A fork occurs when there is a disagreement over that history. Then, we get two versions of history that share a common origin. In an overly-simplistic example: our history consists of t0 -> t1 -> t2. At t2, Alice has 10 Bitcoin, and Bob has 5 Bitcoin. When t3 rolls around, Alice and Bob disagree over the state of the world due to a botched transaction. Bob thinks he has 7 Bitcoin, and Alice thinks he has 6. They agree to disagree, and continue with their own versions of reality. In one version of history (t0 -> t1 -> t2 -> t3A) Alice has 9 Bitcoin A and Bob has 6 Bitcoin A. In the other version (t0 -> t1 -> t2 -> t3B) Alice has 8 Bitcoin B and Bob has 7 Bitcoin B.

Keep in mind, both of these histories are co-existing in the real world where (crucially) both Bitcoin A and Bitcoin B can be traded for fiat currency at some price deemed fair by their respective markets.

So, what happened to the price of Bitcoin in USD?

Let's say you owned 1.00 Bitcoin (valued roughly at $2,700) on the morning of August 1. Then the fork occurs. Now, on the morning of August 2, you own 1.00 Bitcoin (still valued roughly at $2,700) and 1 Bitcoin Cash (valued roughly at about $360 immediately after the fork).

One day your cryptocurrency portfolio is valued at $2,700. The next day, after the fork occurs, your portfolio is valued at $3,060. What?

You don't need to know much about finance or Bitcoin to realize that this shouldn't happen. The global cryptocurrency market capitalization shouldn't jump up by $5 billion in an instant. No new information about the value of Bitcoin-flavored cryptocurrencies suddenly came to light. The fork was completely expected, and nothing unsurprising happened.

One could argue that underlying reason for the fork (increasing the block size) added some amount of value to the cryptocurrency ecosystem -- but it was entirely expected! If you thought the block size increase would add so much value, you could have invested in Bitcoin Cash before the fork by buying more regular Bitcoin!

What should have happened?

Who the hell knows? As coindesk will tell you, a fork is not a stock split. When a stock split happens, the supply of the stock doubles, and the price halves. So, you go from having one share of AAPL worth $150, and end up with two shares worth $75. This is supply and demand at work. The demand stays the same, but the supply increases.

But a fork actually isn't all that different from a stock split. Yesterday, the supply of Bitcoin-flavored cryptocurrencies roughly doubled. So the only way that the global market capitalization of the cryptocurrency market could reasonably jump up by $5 billion is if demand also increases. Is this demand justified? I'd say not because (at the risk of repeating myself) no new information entered the public sphere.

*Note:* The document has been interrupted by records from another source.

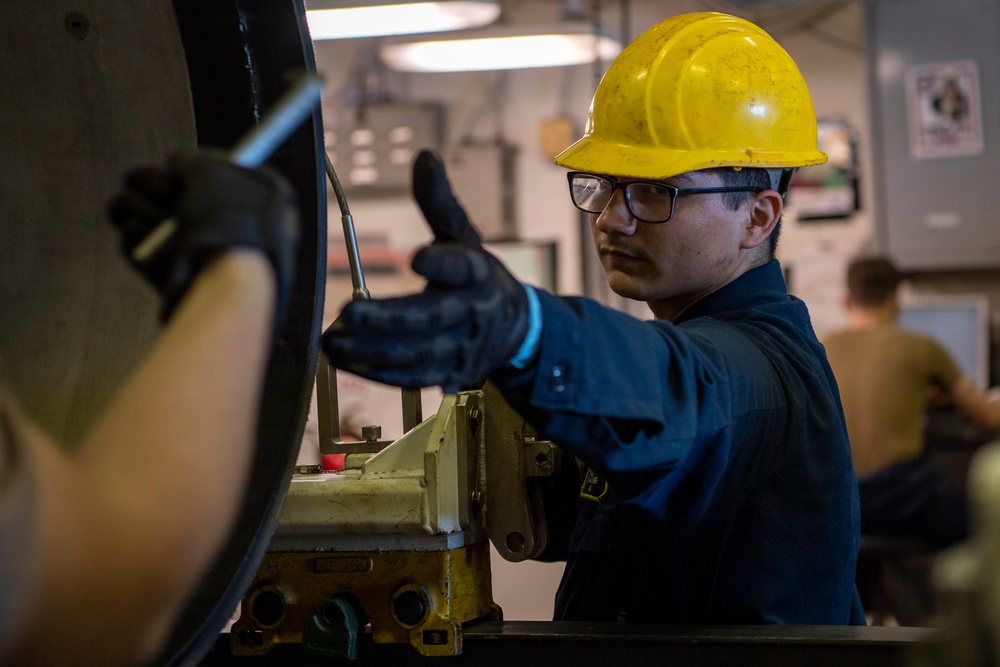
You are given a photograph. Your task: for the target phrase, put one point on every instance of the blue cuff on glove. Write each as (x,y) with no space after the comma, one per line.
(530,345)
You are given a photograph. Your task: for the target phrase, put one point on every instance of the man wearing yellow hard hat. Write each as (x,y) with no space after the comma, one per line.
(719,487)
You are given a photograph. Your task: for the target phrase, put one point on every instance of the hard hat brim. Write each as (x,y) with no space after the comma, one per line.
(629,161)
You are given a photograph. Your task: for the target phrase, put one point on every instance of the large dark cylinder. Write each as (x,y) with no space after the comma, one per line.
(88,89)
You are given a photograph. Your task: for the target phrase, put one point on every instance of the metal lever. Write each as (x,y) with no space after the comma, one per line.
(328,401)
(252,150)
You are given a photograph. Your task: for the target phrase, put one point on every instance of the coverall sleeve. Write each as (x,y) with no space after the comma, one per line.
(628,395)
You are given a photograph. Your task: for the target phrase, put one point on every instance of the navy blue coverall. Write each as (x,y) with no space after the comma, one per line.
(720,487)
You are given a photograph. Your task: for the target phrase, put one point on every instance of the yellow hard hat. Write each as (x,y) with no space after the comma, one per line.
(698,91)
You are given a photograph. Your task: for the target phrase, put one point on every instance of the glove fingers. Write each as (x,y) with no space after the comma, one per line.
(134,216)
(441,209)
(451,265)
(418,314)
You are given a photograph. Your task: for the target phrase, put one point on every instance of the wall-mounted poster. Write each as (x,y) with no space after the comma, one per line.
(944,110)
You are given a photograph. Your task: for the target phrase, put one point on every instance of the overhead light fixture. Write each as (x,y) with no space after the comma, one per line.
(333,19)
(511,46)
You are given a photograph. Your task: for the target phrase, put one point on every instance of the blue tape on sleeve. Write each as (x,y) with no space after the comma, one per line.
(530,345)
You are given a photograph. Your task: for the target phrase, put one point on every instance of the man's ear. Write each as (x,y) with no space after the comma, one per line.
(765,211)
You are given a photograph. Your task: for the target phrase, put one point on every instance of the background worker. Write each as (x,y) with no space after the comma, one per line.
(102,548)
(886,376)
(719,486)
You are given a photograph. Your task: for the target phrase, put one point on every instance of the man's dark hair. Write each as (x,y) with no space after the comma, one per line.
(753,177)
(871,281)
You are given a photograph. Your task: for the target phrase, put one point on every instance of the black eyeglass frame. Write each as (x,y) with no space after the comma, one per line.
(674,192)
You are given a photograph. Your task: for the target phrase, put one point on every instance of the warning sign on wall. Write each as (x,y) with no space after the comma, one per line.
(944,110)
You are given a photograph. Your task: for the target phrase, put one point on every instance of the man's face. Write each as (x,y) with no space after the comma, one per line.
(670,265)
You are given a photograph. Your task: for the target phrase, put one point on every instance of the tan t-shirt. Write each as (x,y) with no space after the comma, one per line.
(17,523)
(885,375)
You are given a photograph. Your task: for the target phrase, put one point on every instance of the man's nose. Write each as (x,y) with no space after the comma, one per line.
(616,217)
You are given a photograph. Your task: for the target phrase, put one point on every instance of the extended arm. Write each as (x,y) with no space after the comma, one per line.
(126,526)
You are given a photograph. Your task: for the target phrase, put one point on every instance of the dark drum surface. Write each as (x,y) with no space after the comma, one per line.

What I expected to happen was to see the price of (original) Bitcoin drop roughly by the price of Bitcoin Cash. This would represent the investors of Bitcoin-flavored cryptocurrency rotating the holdings in their portfolios such that Bitcoin and Bitcoin Cash were valued in correct proportion to one another.

What the hell do I know?

It's totally possible that I'm missing some key technical detail of the fork. But then again, markets aren't rational. If I've ever seen a nail in the coffin of the efficient market hypothesis, this is probably it.